Keep in mind that a vUTXO can be whatever you want it to be. It can be a Lightning channel, a multisig script for cold storage, etc. CTV does what the current form of Lightning does not, it scales actual ownership of Bitcoin, not just the number of transactions it can process.

Cut Through The Shortcut

One of the other criticisms of CTV as “not scaling Bitcoin” is that by committing to future transactions you do not escape the need to put them on-chain eventually, and so therefore CTV doesn’t actually help improve scalability. I like to call this “the OP_IF fallacy.” i.e. once people start talking about CTV they forget OP_IF exists, and that scripts can actually have multiple spending conditions to choose from.

The most powerful things about Taproot are the ability to construct multisigs by just adding two public keys together and sign for them with a single aggregate signatures, and to only selectively reveal a single “IF” branch of a script that has multiple ways to be spent. Combined with CTV, this offers a very powerful way to make use of vUTXO commitments. Rather than make a chain of transactions using purely CTV, they can be constructed with the CTV spending path buried inside a taproot tree. The end of the chain of transactions are all the individual vUTXOs each participant owns, locked to that user’s public key alone. As you go backwards towards the root of the tree, each set of keys that are below any node in the tree can simply be added together and used as the Schnorr multisig key that the CTV spend path is buried under.

This means that at any point in the chain of transactions unfurling on-chain to actually turn the vUTXOs into real UTXOs where you can get every participant in an intermediate UTXO to coordinate with each other, everyone can simply cooperatively sign a transaction moving their coins where they want to go in a more efficient way than simply letting the pre-defined transaction flow unfurl all the way to morph their vUTXOs into real ones.

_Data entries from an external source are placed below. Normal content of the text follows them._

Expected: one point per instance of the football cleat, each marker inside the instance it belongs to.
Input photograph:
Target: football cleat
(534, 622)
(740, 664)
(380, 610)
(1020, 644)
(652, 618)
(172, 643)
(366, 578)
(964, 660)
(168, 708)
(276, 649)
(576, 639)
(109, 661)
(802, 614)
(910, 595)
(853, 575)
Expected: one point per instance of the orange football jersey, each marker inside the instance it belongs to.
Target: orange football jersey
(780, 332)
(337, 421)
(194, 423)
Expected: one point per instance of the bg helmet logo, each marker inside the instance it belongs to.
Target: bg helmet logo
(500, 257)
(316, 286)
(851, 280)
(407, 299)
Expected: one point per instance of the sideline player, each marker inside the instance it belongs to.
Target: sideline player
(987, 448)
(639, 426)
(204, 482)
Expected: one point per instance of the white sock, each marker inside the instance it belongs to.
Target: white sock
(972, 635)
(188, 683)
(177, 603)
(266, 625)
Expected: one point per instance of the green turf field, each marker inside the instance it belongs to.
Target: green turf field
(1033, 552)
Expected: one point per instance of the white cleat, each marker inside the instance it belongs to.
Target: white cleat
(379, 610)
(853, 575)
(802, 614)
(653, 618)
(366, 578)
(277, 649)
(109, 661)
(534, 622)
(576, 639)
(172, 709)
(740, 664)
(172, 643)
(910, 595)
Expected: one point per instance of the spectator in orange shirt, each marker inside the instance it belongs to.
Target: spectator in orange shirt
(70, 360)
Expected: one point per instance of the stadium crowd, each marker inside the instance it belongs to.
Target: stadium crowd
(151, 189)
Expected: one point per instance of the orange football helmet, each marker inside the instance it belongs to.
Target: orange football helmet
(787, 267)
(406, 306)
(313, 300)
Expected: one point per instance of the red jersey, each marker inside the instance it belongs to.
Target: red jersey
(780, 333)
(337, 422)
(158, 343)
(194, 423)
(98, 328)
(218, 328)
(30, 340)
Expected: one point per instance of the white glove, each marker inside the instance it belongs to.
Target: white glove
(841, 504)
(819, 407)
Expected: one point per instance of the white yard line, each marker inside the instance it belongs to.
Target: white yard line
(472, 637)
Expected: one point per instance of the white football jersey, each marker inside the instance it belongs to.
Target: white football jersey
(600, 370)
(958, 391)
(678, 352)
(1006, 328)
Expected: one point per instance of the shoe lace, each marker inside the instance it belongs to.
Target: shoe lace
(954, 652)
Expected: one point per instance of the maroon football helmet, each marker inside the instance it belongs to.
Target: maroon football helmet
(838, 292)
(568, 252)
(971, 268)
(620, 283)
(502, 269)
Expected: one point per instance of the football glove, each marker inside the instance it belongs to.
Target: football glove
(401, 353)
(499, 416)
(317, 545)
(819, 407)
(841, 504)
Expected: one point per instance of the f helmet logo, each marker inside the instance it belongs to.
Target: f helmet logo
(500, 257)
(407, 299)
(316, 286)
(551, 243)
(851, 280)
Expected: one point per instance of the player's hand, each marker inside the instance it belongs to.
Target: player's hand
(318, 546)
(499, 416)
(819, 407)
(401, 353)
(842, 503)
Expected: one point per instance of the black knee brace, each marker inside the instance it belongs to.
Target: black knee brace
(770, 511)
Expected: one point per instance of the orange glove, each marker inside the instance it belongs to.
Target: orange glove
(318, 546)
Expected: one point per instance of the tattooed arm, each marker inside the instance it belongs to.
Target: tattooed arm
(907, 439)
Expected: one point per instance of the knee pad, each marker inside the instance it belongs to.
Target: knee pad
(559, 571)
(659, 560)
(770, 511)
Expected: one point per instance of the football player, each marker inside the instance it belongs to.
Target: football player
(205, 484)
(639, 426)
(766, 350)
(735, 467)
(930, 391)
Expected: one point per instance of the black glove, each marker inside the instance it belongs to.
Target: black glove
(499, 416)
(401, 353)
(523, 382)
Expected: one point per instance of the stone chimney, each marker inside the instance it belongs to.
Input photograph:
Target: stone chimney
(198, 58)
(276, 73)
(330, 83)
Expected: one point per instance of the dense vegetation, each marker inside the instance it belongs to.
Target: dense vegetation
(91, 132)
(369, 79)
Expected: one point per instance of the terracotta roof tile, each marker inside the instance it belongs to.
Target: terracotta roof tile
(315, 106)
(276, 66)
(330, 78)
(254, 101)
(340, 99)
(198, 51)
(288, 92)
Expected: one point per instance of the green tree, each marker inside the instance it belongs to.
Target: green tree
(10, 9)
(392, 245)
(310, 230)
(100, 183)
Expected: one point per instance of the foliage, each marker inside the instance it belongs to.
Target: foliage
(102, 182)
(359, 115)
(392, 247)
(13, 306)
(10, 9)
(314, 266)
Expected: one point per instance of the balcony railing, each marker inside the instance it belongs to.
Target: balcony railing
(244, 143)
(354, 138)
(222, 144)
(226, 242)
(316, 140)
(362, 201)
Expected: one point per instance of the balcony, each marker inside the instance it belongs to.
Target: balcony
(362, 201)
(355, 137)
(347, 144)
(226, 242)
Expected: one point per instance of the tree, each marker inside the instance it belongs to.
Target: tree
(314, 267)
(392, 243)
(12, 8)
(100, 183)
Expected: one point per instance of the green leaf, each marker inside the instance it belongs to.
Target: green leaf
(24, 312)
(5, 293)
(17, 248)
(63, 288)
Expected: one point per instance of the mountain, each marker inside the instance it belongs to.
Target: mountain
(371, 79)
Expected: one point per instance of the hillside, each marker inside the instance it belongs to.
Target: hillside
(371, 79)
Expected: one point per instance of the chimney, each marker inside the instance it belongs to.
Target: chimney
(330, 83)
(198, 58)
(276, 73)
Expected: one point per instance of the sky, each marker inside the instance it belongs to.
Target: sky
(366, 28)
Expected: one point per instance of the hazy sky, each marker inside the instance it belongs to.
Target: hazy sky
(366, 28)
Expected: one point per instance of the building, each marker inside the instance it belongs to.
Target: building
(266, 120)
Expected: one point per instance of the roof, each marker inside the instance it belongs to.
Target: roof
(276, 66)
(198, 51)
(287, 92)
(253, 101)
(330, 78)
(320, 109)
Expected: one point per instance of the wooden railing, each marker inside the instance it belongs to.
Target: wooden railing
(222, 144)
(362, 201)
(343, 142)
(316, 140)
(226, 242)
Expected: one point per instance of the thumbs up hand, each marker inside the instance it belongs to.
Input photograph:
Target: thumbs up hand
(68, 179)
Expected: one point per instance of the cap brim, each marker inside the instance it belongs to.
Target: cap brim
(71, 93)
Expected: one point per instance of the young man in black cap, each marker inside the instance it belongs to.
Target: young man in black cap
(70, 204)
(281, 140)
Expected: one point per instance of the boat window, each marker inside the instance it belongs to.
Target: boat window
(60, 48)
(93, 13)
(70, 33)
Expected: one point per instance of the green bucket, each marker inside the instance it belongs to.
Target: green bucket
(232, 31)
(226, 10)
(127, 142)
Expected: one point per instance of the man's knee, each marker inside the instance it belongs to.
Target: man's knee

This allows small sub groups to escape needing to actually unfurl the entire set of transactions pre-committed to on-chain, without introducing any trusted parties to rely on or weakening the security of each user’s claim to their own vUTXOs.

These two simple realities offer a massive gain in scalability for Bitcoin without compromising on individual sovereignty or security in doing so, and all we need in order to realize them is CTV.

Acknowledgements: I would like to thank everyone who participates at the Chicago Bitdevs for helping me formulate these observations in a concise way through discussion.